If you think the above title is long, here’s the one I suggested to Radio Survivor’s editors:

Dr. Michael LeNoir tries to have an intelligent discussion of Health Reform on the KPFA airwaves, and is mercilessly pummeled: A Case Study of the Left’s vilification of Obama and its dismissal of Partial Reforms

Last week, respected San Francisco Bay Area physician Dr. Michael LeNoir devoted his weekly “About Health” program to the just passed health care reform bill and the political debate around it. LeNoir is a pioneer in treating asthma in inner city children, and has a regular show on listener sponsored FM station KPFA in Berkeley. After saying that the bill is much less than he wanted, being an advocate of single payer, he said that it was important to understand what is in the bill, the good and bad of it, and to think about how we can use it as a foot in the door to widen and deepen the reform. He also said that he was disturbed that the Right seemed to dominate public debate about the bill, and he challenged his listeners to think about how we – those who want real reform – can have more of a voice in the debate.

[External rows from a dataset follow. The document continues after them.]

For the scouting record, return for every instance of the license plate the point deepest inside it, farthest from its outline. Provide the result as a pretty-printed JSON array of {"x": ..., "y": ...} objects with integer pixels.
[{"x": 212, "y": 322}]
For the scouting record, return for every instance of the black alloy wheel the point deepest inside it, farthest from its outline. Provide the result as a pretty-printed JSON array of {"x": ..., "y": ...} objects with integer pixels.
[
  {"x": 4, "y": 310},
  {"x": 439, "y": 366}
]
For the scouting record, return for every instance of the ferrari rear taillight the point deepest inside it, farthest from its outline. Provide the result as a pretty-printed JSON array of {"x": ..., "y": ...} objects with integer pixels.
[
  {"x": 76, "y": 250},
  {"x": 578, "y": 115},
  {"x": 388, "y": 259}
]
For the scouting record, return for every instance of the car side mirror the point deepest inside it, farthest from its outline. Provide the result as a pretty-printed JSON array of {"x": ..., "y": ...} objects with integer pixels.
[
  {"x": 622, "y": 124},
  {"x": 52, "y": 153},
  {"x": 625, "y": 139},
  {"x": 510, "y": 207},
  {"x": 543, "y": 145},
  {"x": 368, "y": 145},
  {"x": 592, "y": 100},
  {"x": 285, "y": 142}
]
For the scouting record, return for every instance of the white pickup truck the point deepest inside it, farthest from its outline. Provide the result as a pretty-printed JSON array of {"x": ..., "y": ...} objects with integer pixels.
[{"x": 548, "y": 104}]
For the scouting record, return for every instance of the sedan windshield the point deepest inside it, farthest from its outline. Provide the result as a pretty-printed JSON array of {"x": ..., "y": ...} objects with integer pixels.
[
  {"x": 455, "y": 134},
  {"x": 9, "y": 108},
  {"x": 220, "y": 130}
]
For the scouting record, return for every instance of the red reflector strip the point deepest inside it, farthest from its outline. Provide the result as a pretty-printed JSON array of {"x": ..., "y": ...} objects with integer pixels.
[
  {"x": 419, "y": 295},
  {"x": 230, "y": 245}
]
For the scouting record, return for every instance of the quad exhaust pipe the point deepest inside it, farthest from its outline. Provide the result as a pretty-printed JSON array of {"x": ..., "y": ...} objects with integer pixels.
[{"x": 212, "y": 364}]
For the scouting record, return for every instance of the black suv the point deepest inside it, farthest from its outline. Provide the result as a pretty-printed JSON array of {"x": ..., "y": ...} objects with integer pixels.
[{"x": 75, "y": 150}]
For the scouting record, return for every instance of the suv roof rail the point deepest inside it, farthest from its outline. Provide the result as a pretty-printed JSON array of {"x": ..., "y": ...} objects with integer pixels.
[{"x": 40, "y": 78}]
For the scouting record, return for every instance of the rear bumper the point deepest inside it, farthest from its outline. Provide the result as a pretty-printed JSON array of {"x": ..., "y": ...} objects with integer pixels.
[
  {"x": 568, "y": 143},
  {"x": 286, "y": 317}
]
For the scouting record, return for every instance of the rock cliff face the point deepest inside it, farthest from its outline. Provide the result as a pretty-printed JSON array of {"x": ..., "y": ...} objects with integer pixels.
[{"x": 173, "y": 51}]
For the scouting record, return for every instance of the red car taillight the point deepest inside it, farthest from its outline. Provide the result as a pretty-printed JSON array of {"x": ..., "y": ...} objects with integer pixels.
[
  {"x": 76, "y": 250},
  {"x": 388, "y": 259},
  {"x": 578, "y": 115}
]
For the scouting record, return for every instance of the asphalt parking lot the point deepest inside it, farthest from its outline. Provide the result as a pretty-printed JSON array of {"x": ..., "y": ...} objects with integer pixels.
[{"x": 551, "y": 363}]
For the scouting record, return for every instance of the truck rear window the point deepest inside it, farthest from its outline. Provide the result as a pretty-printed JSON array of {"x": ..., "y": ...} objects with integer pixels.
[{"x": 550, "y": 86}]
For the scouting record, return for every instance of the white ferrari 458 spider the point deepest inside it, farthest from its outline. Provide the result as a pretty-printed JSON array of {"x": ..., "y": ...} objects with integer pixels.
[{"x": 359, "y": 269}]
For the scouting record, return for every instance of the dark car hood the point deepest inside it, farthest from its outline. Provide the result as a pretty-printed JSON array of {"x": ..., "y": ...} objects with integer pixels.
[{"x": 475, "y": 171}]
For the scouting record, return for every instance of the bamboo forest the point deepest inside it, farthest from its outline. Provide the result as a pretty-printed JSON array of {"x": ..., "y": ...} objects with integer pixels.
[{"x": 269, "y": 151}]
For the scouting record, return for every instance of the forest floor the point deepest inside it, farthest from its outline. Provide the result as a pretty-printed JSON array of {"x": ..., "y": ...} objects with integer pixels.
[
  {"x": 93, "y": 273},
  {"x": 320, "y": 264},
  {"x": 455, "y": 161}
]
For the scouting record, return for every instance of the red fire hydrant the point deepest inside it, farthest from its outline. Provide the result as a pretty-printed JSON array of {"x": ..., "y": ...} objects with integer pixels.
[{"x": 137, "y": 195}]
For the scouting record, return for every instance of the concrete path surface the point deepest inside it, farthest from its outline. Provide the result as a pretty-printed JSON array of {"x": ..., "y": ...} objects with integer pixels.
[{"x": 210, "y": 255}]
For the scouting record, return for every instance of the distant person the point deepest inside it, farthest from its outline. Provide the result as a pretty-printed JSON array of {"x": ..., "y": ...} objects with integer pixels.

LeNoir also expressed fear that unless we do that, the bill could be blocked, crippled and even repealed. The possibility that the Right could unseat those who had voted for the bill should be taken seriously, he warned.

This was clearly an attempt to engage in an intelligent and rational discussion of the bill and the political debate around it, but he got anything but that. Instead, a barrage of negative, polemical, incurious and dismissive attitudes were expressed by the eleven callers heard during the hour long program. Here is a summary of what LeNoir was told:

. A Single Payer plan is the only valuable option. Otherwise, all we’re doing is just making “them” richer. What we’ve got is just band aids “that will all fall down”.
. Only medicare for all will work. They tried twice (in California), only to have it vetoed. The reform bill is a debacle. Marches and things like that will not help, we’re going to have to sit-in at the congressional offices and demand single payer. Even that probably won’t help because they are all beholden to moneyed interests.
. Only when we ‘get the money out of politics’ will we be able to get health reform.
. The insurance companies will be able to raise rates as they like, so reform won’t work. Only the State Insurance Commissioners, like the right wing Republican we have in California, could stop them, and that’s a laughable prospect.
. Even if we had a million people marching, it wouldn’t help, because the media is so biased that they wouldn’t cover it.
. You’re wrong, there are lots of people out on the streets, for example the Peace and Freedom party, and if we elected a Peace and Freedom governor we would get single payer. That’s what people should be working for. By saying we’re not out there in the public dialog you are undermining us.
. We should take away everybody’s insurance so that they will see that they need it.
. People who voted for Obama are dupes, and this is an example of why.
. If Jerry Brown would run on single payer, he would win easily and that’s how we could get something worthwhile.
. The bill won’t work because the insurance companies will be allowed to charge 4 times as much as they do now. Whether or not the bill will be implemented or overturned will be determined in the courts and in the bureaucracies, and that’s not something that public advocacy can change.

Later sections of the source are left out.